Questions that always come up when I talk to book groups are where did you get your stories and why did you put them in?
Before I started writing historical fiction I wrote stories about my own life in Cornwall. I called them Memoirs While Memory Lasts. This stimulated remembering so many experiences and these stories have been a rich source of material for my novel writing.
I don’t want to give away too much if you are still looking forward to reading The Miner & the Viscount, but anyway you would quickly learn that the Honorable James Trenance is a bit of a rotter. In my early drafts the feedback from my writing group was that I needed to set up the psychological cause of his nasty nature and to explain his conflict with the miner. So I used a story of my own childhood.
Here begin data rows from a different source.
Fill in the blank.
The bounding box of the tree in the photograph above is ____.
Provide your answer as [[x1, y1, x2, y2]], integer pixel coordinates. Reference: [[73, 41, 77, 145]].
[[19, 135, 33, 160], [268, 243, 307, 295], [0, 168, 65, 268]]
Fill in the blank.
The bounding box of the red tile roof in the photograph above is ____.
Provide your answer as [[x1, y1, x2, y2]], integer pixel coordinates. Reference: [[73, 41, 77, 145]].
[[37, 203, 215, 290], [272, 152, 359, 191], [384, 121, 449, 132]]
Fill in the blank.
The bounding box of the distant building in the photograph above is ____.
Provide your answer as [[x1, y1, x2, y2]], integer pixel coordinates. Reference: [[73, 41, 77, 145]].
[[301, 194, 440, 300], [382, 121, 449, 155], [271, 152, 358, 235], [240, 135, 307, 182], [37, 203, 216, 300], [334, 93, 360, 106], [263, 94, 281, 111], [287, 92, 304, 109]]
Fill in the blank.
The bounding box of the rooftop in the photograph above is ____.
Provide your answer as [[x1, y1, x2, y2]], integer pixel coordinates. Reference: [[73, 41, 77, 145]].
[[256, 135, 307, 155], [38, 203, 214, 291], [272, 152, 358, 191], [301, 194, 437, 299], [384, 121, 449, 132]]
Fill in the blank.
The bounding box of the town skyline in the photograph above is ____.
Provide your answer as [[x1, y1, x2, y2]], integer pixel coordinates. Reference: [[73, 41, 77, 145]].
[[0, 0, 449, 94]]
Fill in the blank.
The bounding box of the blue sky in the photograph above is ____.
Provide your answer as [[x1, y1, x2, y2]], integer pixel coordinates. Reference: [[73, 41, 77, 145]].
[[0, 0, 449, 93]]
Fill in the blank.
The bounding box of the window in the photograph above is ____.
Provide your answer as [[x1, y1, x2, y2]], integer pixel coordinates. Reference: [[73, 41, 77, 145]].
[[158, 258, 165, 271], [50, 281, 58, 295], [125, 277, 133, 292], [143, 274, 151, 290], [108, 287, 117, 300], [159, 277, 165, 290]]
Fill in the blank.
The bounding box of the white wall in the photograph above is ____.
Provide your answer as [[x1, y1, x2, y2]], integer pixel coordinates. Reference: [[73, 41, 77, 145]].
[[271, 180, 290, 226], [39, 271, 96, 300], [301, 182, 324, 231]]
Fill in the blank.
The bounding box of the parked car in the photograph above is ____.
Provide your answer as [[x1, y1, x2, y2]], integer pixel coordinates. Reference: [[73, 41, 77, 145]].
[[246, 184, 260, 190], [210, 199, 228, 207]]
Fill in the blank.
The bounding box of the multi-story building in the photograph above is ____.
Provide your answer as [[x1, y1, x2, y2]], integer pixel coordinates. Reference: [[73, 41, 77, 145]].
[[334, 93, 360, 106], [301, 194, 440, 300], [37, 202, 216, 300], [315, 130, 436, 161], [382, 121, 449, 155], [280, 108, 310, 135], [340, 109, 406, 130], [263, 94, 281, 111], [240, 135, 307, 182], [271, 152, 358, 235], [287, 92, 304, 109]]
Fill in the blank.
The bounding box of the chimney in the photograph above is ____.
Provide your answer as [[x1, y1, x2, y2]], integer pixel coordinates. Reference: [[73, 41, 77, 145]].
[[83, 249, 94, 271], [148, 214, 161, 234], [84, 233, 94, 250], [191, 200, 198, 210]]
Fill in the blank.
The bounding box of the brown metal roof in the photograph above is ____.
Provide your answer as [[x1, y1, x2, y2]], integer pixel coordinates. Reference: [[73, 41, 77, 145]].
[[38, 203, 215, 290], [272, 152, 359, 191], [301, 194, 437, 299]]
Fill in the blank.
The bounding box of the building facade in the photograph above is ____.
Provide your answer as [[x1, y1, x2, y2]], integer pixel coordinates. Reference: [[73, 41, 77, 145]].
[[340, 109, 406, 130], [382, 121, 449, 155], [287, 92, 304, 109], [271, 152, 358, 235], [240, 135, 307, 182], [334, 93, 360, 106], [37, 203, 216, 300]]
In Our Gang and other Warfare I told about life as a boy in World War II. There were food shortages and stringent rationing. Proteins were in short supply. Each week we were allowed 4 ozs. of bacon or ham, about 8ozs. of other meat, one fresh egg and one packet of dried eggs. In Cornwall we were fortunate to get fresh fish and could also hunt wild game. I went into the fields to catch a rabbit or two to feed my family. Unfortunately, I wasn’t a successful hunter.
However, I had a story to tell that I used in my book in Chapter 9, entitled Villainy. Go to The Story Behind the Story to read it. And here is an extract from my memoir that tells of the real life experience that I drew on for the story that enriches the character of James Trenance. (If you would like to read the whole story, read more here.
Our Gang and Other Warfare
I did have quite an adventure with Raymond Hocking. He was allowed to go even beyond the fourth field, and he had a pet ferret that he had trained and carried in a burlap sack. He could ride a bicycle, and he knew lots of swear words. He took me rabbiting. We used to eat quite a lot of wild rabbit, because with all the rationing there were only about eight ounces of meat a week, and that didn’t go very far. Rabbit pie with parsley and pastry was my favorite. Once I made a pair of mittens with fur I had skinned off two rabbits, nailing them stretched out on a board and rubbing alum on them to cure them and olive oil to make them soft. I had meant to make fur gloves, but they were too difficult, and actually my mother had to help me finish making the mittens.
Anyway, I went off rabbiting with Raymond Hocking. He said that you had to find a rabbit burrow and put a snare or a net at all the holes except one. The snares were like a lasso made of thin flexible wire with a noose. The nets had pegs to fasten them around the openings to the burrows. Then you put the ferret into the remaining hole, and it would chase the rabbits into the snares or nets. Raymond tied a piece of string around the ferret’s muzzle in case it decided to eat the rabbit itself. Pretty soon we would have rabbit pie! Or several!
When most of the holes had snares or nets over them, he put the ferret into the remaining open hole. It quickly disappeared and we waited. We waited, and we waited. No rabbit. Actually, no ferret. Raymond Hocking began to look a bit anxious. He said he had spent a lot of time training that ferret and it was the only one he had. He didn’t know if his father would buy him another.
We went on waiting. Still no rabbit. Still no ferret. At least it meant we didn’t have to kill the rabbits that we caught. After a long while, probably at least five or six minutes, we gave up and walked home rather dejected. Raymond Hocking never took me rabbiting again.